# Gradients, Batch Normalization and Layer Normalization

In this post, we will take a look at common pit falls with optimization and solutions to some of these issues. The main topics that will be covered are:

• LSTMs (pertaining to vanishing gradients)
• Normalization

And then we will see how to implement batch and layer normalization and apply them to our cells.

First, we will take a closer look at gradients and backpropagation during optimization. Our example will be a simple MLP but we will extend to an RNN later on.

I want to go over what a gradient means. Let’s say we have a very simple MLP with 1 set of weights W_1 which is used to calcualte some y. We devise a very simple loss function J, and our gradient becomes dJ/dW_1 (d = partials). Sure we can take the derivative and apply chain rule and get a number, but what does this value even mean? The gradient can be thought of as several things. One is that the magnitude of the gradient represents the sensitivity or impact this weight has on determining y which determines our loss. This can be seen below:

What the gradients (dfdx, dfdy, dfdz, dfdq, dfdz) tell us is the sensitivity of each variable on our result f. In an MLP, we will produce a result (logits) and compare it with our targets to determine the deviance in what we got and what we should have gotten. From this we can use backpropagation to determine how much adjusting needs to be made for each variable along the way, all the way to the beginning.

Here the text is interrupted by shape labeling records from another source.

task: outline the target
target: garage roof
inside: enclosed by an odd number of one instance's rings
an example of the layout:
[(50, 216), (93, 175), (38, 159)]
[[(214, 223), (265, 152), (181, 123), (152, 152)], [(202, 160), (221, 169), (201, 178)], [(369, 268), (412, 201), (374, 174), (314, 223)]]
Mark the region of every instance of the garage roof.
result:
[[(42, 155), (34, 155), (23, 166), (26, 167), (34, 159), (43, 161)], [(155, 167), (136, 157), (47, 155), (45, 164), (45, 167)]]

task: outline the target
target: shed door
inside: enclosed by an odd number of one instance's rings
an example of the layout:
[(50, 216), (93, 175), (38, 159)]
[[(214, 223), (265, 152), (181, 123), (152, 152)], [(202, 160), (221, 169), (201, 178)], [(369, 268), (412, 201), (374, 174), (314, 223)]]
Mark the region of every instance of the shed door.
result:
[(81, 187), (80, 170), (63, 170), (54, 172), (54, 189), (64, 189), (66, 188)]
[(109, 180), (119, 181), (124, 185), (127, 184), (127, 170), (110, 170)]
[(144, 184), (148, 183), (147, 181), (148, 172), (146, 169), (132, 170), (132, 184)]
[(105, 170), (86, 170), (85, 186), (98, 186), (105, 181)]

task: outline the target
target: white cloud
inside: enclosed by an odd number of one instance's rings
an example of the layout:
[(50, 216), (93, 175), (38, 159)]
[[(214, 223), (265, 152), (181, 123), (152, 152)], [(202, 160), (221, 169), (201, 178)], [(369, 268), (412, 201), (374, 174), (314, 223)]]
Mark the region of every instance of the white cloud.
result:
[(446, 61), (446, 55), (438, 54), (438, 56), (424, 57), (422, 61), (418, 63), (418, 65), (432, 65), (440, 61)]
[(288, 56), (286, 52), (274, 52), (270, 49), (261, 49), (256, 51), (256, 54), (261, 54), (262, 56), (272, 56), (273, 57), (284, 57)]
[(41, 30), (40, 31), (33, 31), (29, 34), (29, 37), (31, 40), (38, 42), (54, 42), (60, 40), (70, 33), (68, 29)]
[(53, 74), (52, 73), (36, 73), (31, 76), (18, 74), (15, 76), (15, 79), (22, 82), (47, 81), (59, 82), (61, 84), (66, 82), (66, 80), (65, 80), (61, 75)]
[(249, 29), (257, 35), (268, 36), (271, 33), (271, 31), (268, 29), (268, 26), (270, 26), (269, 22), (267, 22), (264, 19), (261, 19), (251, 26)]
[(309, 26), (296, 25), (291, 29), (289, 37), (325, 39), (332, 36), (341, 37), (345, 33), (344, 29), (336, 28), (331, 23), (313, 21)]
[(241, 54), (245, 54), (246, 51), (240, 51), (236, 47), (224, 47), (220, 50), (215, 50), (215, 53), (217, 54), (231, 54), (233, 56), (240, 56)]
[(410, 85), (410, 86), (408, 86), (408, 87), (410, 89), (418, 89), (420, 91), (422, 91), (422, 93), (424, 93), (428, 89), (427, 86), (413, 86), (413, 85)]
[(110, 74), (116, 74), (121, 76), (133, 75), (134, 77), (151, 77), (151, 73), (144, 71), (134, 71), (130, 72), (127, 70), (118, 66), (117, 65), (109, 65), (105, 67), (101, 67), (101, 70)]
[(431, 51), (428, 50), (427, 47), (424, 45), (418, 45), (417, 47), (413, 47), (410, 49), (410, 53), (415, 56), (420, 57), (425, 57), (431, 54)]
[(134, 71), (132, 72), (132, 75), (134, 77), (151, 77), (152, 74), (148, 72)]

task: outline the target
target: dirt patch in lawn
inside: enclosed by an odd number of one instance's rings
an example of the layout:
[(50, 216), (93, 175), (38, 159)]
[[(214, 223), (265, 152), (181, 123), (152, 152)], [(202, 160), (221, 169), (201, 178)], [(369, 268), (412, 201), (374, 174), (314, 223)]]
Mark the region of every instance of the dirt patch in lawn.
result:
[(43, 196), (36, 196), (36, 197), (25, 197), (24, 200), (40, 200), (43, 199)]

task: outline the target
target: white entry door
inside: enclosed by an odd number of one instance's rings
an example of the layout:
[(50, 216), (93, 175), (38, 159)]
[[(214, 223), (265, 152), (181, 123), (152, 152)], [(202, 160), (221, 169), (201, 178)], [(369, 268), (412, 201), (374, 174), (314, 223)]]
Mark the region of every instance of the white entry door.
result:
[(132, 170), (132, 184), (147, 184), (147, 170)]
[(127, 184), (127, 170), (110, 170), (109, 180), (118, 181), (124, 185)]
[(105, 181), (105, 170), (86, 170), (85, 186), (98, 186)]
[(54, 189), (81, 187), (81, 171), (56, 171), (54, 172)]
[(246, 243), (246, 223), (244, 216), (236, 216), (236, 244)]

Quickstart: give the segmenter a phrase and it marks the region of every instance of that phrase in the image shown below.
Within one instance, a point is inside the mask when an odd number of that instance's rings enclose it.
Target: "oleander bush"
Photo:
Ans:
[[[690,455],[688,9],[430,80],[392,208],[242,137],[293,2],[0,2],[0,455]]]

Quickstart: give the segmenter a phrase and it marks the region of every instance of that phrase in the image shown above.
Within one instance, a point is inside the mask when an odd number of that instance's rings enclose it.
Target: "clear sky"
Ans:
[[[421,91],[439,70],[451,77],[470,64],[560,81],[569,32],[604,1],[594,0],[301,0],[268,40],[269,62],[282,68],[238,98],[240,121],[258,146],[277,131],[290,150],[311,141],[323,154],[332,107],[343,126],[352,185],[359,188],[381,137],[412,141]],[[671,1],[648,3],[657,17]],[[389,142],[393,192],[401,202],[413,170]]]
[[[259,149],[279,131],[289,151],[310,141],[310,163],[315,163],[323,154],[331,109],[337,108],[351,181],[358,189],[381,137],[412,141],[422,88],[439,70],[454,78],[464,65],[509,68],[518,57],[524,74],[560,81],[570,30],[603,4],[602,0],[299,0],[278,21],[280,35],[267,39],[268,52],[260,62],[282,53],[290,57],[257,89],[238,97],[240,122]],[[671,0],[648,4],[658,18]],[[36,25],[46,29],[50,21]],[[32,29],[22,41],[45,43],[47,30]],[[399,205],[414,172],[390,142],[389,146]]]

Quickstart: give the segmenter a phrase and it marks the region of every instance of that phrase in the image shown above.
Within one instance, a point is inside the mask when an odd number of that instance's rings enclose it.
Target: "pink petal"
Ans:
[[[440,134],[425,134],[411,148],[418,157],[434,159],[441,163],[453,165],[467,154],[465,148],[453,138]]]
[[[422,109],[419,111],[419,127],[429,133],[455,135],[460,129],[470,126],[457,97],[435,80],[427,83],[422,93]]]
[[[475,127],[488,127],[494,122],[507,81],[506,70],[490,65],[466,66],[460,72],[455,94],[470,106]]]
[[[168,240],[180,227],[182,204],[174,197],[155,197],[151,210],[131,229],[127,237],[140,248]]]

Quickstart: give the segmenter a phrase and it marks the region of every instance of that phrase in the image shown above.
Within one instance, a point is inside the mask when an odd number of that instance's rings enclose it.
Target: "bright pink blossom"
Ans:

The gradient also holds another key piece of information. It repesents how much we need to change the weights in order to move towards our goal (minimizing the loss, maximizing some objective, etc.). With simple SGD, we get the gradient and we apply an update to the weights (W_i_new = W_i_old – alpha * gradient). If we follow the direction of the gradient, we will be maximizing the goal function. Our loss functions (NLL or cross entropy) are functions we wish to minimize, so we subtract the gradient. We use the learning parameter alpha to control how quickly we change. This is where all of the normalization techniques in this post will come in handy.

If we have an alpha that is 1 or larger, we will allow the gradient to directly impact our weights. In the beginning of training a neural net, our weight initializations are bound to be far off from the weights we actually need. This creates a large error and so, results in large gradients. If we choose to update our weights with these large gradients, we will be never reach the minimum point for our loss function. We will keep overshooting and bouncing back and forth. So, we use this alpha (small value) to control how much impact the gradient has. Eventually, the gradient will get smaller as well because of less error and we will reach our goal, but with such a small alpha, this can take a while. With techniques, such as batch normalization and layer normalization, we can afford to use large alpha because the gradients will be controlled due to controlled outputs from the neurons.

Now, even with a simple RNN structure, backpropagation can pose several issues. When we get our result, we need to backpropagate all the way back to the very first cell in order to complete our updates. The main principles to really understand are: if I multiply a number greater than 1 over and over, I will reach infinity (explosion) and vice versa, if I multiply a number less than 1 over and over, I will reach 0 (vanishing).

The first issue is that our gradients can be greater than 1. As we backpropagate the gradient through the network, we can end up with massive gradients. So far, the solution to exploding gradients is a very hacky but cheap solution; just clip the norm of the gradient at some threshold.

We could also experience the other issue where the gradient is less than 1 to start with and as we backpropagate, the effect of the gradient weakens and it will eventually be negligible. A common scenario where this occurs is when we have saturation at the tails of the sigmoidal function (0 or 1). This is problematic because now the derivative will always be near 0. During backpropagation, we will be multiplying this near zero derivative with our error repeatedly.

Let’s look at the sigmoidal activation function. You can replicate this example for tanh too.

To solve this issue, we can use rectified linear units (ReLU) which don’t suffer from this tail saturation as much.

The derivative is 1 if x > 0, so now error signal won’t weaken as it backpropagates through the network. But we do have the problem in the negative region (x <0) where the derivative is zero. This can nullify our error signal so it’s best to add a leaky factor (http://arxiv.org/abs/1502.01852) to the ReLU unit, where the negative region will have some small negative slope. This parameter can be fixed or be a randomized parameter and be fixed after training. There’s also maxout (http://arxiv.org/abs/1302.4389) but this will have twice the amount of weights as a regular ReLU unit.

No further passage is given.